Está el dilema del diseño y la ejecución. Todos sabemos que ambos son necesarios, pero siempre difícil saber qué es más importante y por lo tanto a qué dedicarle más esfuerzo.

Es clarísimo que diseño sin ejecución o con mala ejecución no sirve de mucho. De hecho, una ejecución impecable sobre un diseño mediocre muchas veces alcanza (no es tanto como la fuerza bruta que le gana a la inteligencia, pero va por ahí).

Claro también es que fallas importantes en diseño pueden complicar la ejecución, al punto de poder hacerla contraproducente [1]Más ejemplos aquí.

Creo que el diseño merece más atención hoy en día, por esta tendencia contemporánea de “hacer” antes de “pensar”: preferimos emplear energía en ensayar alguna solución que entender mejor el problema para intentar diagramar la mejor solución que se nos pueda ocurrir.

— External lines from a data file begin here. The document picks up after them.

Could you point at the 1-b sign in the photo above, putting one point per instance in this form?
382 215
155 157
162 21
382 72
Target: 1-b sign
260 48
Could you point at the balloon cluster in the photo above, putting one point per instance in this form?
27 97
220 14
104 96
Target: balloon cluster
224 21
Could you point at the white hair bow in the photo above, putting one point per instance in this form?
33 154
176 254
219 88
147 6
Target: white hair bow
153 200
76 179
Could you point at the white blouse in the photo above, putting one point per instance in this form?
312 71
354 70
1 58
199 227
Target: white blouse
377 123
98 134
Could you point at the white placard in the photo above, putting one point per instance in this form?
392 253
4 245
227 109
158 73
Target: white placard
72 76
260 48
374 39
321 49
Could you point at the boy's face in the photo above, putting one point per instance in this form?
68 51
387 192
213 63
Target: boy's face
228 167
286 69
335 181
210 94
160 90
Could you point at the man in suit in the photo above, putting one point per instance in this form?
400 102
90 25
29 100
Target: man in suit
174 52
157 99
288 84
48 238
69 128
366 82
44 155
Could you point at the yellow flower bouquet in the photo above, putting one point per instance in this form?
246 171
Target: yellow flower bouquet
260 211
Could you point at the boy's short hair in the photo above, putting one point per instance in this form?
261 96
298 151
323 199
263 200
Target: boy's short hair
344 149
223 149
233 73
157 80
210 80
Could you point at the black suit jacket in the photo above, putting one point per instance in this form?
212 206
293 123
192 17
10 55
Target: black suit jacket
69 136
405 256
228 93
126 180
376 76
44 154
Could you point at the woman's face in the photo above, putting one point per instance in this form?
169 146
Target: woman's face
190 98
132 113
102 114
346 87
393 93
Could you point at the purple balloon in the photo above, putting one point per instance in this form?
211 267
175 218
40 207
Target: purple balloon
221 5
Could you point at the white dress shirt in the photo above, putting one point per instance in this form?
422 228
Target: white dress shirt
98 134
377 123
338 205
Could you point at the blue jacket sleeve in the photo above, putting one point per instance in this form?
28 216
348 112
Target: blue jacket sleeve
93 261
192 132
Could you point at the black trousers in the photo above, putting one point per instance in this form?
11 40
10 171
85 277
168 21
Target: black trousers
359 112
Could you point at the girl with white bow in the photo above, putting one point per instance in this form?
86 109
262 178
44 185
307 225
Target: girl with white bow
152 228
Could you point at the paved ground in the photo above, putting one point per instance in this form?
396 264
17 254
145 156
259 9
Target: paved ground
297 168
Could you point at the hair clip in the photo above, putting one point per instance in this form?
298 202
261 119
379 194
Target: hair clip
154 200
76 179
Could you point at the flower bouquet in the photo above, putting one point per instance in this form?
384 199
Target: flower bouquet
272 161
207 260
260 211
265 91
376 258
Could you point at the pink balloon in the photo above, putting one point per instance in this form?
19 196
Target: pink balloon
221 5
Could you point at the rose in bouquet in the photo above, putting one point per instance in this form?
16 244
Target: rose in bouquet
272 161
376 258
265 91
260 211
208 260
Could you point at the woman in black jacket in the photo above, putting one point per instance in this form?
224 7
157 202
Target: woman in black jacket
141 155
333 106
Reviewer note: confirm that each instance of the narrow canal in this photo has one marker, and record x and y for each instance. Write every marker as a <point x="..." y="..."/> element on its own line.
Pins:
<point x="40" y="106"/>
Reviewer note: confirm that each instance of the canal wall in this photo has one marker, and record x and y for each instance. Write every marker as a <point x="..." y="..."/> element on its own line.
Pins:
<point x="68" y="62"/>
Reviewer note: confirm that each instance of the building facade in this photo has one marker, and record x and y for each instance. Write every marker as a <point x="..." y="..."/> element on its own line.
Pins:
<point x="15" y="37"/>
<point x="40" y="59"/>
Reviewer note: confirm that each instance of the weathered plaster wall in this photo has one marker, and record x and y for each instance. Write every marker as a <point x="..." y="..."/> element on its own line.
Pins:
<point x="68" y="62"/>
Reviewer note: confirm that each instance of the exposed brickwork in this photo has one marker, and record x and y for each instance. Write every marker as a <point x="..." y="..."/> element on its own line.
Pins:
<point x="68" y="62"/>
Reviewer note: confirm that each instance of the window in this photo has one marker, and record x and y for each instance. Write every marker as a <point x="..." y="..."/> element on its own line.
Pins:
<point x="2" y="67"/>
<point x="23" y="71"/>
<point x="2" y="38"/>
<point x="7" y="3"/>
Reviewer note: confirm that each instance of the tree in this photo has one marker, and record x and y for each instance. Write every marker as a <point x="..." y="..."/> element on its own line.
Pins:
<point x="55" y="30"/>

Pero hay otra gran razón por la cual defiendo al diseño. El diseño nos permite creer que sí hay forma de llegar a esa realidad deseada, o que al menos vale la pena intentarlo. Un buen diseño nos puede proveer ese estímulo de corto plazo que todos necesitamos para seguir.

Sí, a veces se nos pasa la mano y nos quedamos soñando solamente. De hecho, no queremos que todos los sueños se hagan realidad. Por esto necesitamos un disueño, aquel diseño que hace de puente entre el sueño y la realidad.

Un disueño siempre es un buen diseño, al menos para ti mismo.